Cardinals news from a Sabermetric point of view

Cardinals revive

Like The Dead Body That Claims It Isn’t, the Cardinals aren’t dead (yet). They combined a lot of pluck with a little luck Friday night to take the first game of the series with the Reds, surely a bellwether match for a team hoping to prove to itself that its wounds of the last couple of weeks haven’t been mortal.

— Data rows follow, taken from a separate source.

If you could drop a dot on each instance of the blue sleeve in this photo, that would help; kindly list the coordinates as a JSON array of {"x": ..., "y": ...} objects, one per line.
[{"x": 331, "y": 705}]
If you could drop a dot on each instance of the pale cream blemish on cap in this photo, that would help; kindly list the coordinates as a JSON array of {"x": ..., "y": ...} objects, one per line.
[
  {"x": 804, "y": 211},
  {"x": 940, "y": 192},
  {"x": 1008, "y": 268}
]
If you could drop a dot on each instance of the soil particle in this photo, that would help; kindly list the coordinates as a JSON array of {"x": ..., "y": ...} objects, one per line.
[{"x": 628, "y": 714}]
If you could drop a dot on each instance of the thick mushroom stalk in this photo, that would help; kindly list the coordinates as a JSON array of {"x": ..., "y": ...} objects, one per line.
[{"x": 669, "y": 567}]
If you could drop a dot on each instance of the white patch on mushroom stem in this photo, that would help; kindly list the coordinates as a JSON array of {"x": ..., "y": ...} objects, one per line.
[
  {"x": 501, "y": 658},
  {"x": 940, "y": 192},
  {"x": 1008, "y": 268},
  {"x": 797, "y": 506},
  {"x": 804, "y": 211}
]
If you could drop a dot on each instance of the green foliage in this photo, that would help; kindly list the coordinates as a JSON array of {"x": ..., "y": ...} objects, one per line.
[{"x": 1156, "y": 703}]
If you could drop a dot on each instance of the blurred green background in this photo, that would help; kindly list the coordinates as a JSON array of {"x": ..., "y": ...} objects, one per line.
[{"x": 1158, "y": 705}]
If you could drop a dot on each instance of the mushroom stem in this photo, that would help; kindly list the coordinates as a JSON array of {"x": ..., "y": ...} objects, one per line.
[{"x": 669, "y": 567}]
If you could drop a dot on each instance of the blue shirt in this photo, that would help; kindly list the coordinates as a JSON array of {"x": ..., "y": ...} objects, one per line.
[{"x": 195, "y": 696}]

The Cardinals got just enough hitting, just enough starting pitching and just enough relief to endure the first brush with death. After striking quickly with two runs in the first, the Cardinals created only 1.9 runs for the game. Starting pitcher Jaime Garcia struck out six but walked three and yielded a home run to no.-8 hitter Paul Janish, finishing with a mediocre 43 FIGS (compare to Bronson Arroyo’s 56). The Cardinals exclusively used righthanded relieving to finish up, escaping jams in the seventh and eighth, with the help of a line drive hit right at Jon Jay. In the seventh, Dusty Baker, mistakenly in our opinion, commissioned Janish to bunt after Chris Heisey led off with a ringing double. El Gato was on the ropes, and Baker’s conservative play backfired as Janish fouled off two bunts and eventually struck out. After experiencing some bad luck on the road, the Cardinals had the pendulum swing back their way, and in a close game, sometimes that makes the difference.

Some other notes:

  • In retrospect, La Russa should’ve summoned a LOOGy to face Joey Votto in the eighth.
  • Aaron Miles looked bad in his three-pitch plate appearance against might-have-been-Cardinal Arthur Rhodes. Why didn’t TLR turn to Felipe Lopez, who has four hits in 11 plate appearances?
  • Scott Rolen’s at-bat in the eighth with Votto on first and one out was the crisis moment of the game. Kyle McClellan ultimately walked Rolen, but that was after Rolen fouled off three straight pitches with Votto running. It’s hard to consider a pitcher who walks two of the five batters he faces "in control," but K-Mac pitched carefully — on ball four to Votto, Molina demanded a curveball low, and that’s what McClellan threw.
  • We haven’t seen a replay, but we thought Jay’s first-inning hit was a double and an error.
  • The Cardinal fans had a lightning rod in Brandon Phillips, whom they booed heartily before, during and after each of his plate appearances. And the hometowners wanted so little to do with the Reds’ trash-talking second basemen that they even encouraged each other to throw back foul balls that Phillips hit into the crowd, something we’ve never witnessed. We do think too much was made of the impropriety of throwing balls back. Technically, it’s against the rules of the game (fans are ejected), but we appreciated the spontaneous display of emotion, heathily expressed. No one was trying to injure anyone and no one on the field appeared to be in danger — in fact, Albert Pujols appeared to be ready to catch the returned ball. It was a refreshing show of spirit in a game that has often been sterilized of rivalrous fervor.
  • The Busch Stadium scoreboard flashed a message that “Section 142 wins a free Hunter hot dog.” We’re not sure how many people were in section 142, but that must be some hot dog.